Doggetto.com

June 24, 2009

Sharon, Vermont

Filed under: Doctrine,History,Mormon,Personal — NoCoolName_Tom @ 10:00 am

Joseph Smith Memorial

The obelisk stands 38 1/2 feet high – one foot for every year of Joseph’s life. It is difficult to understand why a Church that had only recently found financial independence and was struggling to assimilate into American life and culture would go to the expense of building a monument in such an out-of-the-way place

The monument was built in 1905 for the centennial of Joseph’s birth – the early 20th century was a particularly turbulent time in Church history. Polygamy had been officially removed fifteen years earlier through President Woodruff’s Manifesto, but polygamous marriages had continued to be performed by both Church members and leaders. In 1904, after Apostle Reed Smoot (and the entire Church by extension) had come under heavy fire in Washington D.C. about whether or not he should be seated as one of Utah’s elected senators, President Joseph F Smith had been forced to publicly reiterate the end of polygamous marriages by issuing the “Second Manifesto” and by removing two of his close friends from the Quorum of the Twelve. The country and Church members had defined the Church as a polygamous organization for so many generations that it was difficult for Church culture to know what to hold onto as a defining characteristic.
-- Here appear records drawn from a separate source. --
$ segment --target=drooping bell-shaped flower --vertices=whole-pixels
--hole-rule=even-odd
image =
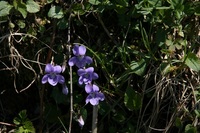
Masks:
[[[99,77],[98,74],[94,72],[93,67],[89,67],[86,69],[80,68],[78,70],[78,75],[80,76],[78,80],[80,85],[82,85],[83,83],[89,84],[92,82],[92,80],[95,80]]]
[[[42,78],[42,84],[49,83],[52,86],[56,86],[57,83],[64,84],[65,78],[60,75],[62,71],[61,66],[52,64],[47,64],[45,67],[45,75]]]

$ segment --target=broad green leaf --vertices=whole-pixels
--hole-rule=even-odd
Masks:
[[[13,5],[16,10],[18,10],[24,18],[27,16],[26,4],[22,0],[14,0]]]
[[[59,91],[58,88],[54,88],[52,90],[51,96],[54,98],[57,104],[67,103],[67,98],[66,98],[67,96],[64,95],[61,91]]]
[[[12,8],[13,6],[8,2],[0,1],[0,17],[9,15],[9,12]]]
[[[200,59],[194,53],[188,53],[185,64],[194,71],[200,71]]]
[[[123,7],[127,7],[128,6],[128,1],[127,0],[115,0],[116,3],[118,3],[119,5],[123,6]]]
[[[101,2],[99,0],[89,0],[89,3],[92,4],[92,5],[98,5]]]
[[[146,69],[146,61],[144,59],[142,59],[139,62],[132,61],[130,64],[130,69],[131,69],[131,72],[139,76],[142,76]]]
[[[48,12],[48,17],[61,19],[64,17],[63,10],[60,6],[53,6]]]
[[[127,88],[124,95],[124,104],[129,110],[137,110],[142,106],[142,98],[133,88]]]
[[[39,12],[40,11],[40,6],[38,3],[36,3],[35,1],[33,0],[28,0],[26,2],[26,8],[27,8],[27,11],[30,12],[30,13],[36,13],[36,12]]]

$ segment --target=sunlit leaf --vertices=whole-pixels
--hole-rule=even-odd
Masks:
[[[13,5],[16,10],[18,10],[24,18],[27,16],[26,4],[22,0],[14,0]]]
[[[53,6],[48,12],[48,17],[61,19],[64,17],[63,9],[60,6]]]
[[[200,59],[194,53],[187,55],[185,64],[194,71],[200,71]]]

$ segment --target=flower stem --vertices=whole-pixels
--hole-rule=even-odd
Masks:
[[[68,51],[69,51],[69,59],[71,58],[71,44],[70,44],[70,36],[71,36],[71,11],[70,11],[70,15],[69,15],[69,20],[68,20]],[[71,129],[72,129],[72,118],[73,118],[73,82],[72,82],[72,67],[69,67],[69,75],[70,75],[70,118],[69,118],[69,133],[71,133]]]
[[[98,122],[98,105],[93,106],[92,116],[92,133],[97,133],[97,122]]]

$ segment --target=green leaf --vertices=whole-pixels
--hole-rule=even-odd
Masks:
[[[25,28],[26,24],[23,20],[18,20],[17,21],[17,25],[19,26],[19,28],[23,29]]]
[[[9,15],[12,8],[13,6],[10,5],[8,2],[0,1],[0,17]]]
[[[185,64],[194,71],[200,71],[200,59],[194,53],[188,53]]]
[[[13,5],[16,10],[18,10],[24,18],[27,16],[27,11],[26,11],[26,4],[22,0],[14,0]]]
[[[140,60],[139,62],[132,61],[130,64],[131,72],[142,76],[146,69],[146,61],[144,59]]]
[[[68,27],[68,21],[66,18],[62,18],[57,23],[59,29],[66,29]]]
[[[40,11],[40,6],[38,3],[36,3],[35,1],[33,0],[28,0],[26,2],[26,8],[27,8],[27,11],[30,12],[30,13],[36,13],[36,12],[39,12]]]
[[[60,6],[53,6],[48,12],[48,17],[61,19],[64,17],[63,9]]]
[[[92,5],[98,5],[101,2],[99,0],[89,0],[89,3],[92,4]]]
[[[197,128],[191,124],[185,126],[185,133],[197,133]]]
[[[54,98],[57,104],[67,102],[67,96],[64,95],[58,88],[54,88],[52,90],[51,96]]]
[[[137,110],[142,106],[142,98],[133,88],[127,88],[124,95],[124,104],[129,110]]]

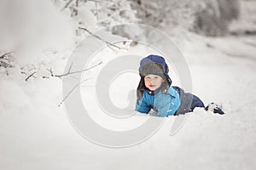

However, in 1905 (and in a process that had begun years before, probably ever since 1890) as the Church celebrated the centennial of Joseph Smith’s birth, Mormon scholar Kathleen Flake explains, “In the First Vision, Joseph F. Smith had found a marker of Latter-day Saint identity whose pedigree was as great as—and would be made greater than—that of plural marriage for the twentieth-century Latter-day Saint” (Kathleen Flake, The Politics of Religious Identity, 118). Joseph Smith had always been a part of the Mormon story but now his calling as a prophet and his place in the Church filled the void left behind by polygamy (later enforcement of the Word of Wisdom would also step in as another defining characteristic). Flake explains:

“The effort to celebrate the legacy of Joseph Smith was meant to signal that the movement he founded had both the intentions and the resources necessary to carry on and to do so on a grand scale.
“Of course, this message was intended for those critics who declared that ‘the Smoot case will abolish Mormonism without war.’ Yet the outside world was not Joseph F. Smith’s only audience. The monument to Joseph Smith also sent a message to the believing but demoralized Latter-day Saints. It was serendipitous that the centennial of Joseph Smith’s birth occurred when the faithful needed something to celebrate — particularly to celebrate Joseph Smith as first in a succession of modern prophets. That Joseph F. Smith seized this occasion is remarkable for two reasons. First, the church was generally defensive about accusations that it worshiped Joseph Smith, not Jesus Christ, and celebration of Joseph Smith’s birth could support such charges. This may have been a contributing factor to the monument’s design, which was not of Smith’s face or form, but an obelisk. Second, for its first celebration of Joseph Smith outside the Mormon culture region, the church chose an occasion unrestrained by any theological or ecclesiastical associations except those the dedication party would bring with them. Memorialization of a birth is, after all, the blankest of slates upon which to write retrospective meanings. The monument erected in Vermont was susceptible to embodying not only the nature and permanence of the Latter-day Saints’ claims about their founding prophet, but their claims about the nature and permanence of their church. These claims were both inclusive and exclusive. The dedication ceremony celebrated the Latter-day Saints’ identity with, as well as their difference from, their host nation?” (Flake, 112).

(This post was written from (read: stealing) a post by Greg Call at Times and Seasons.)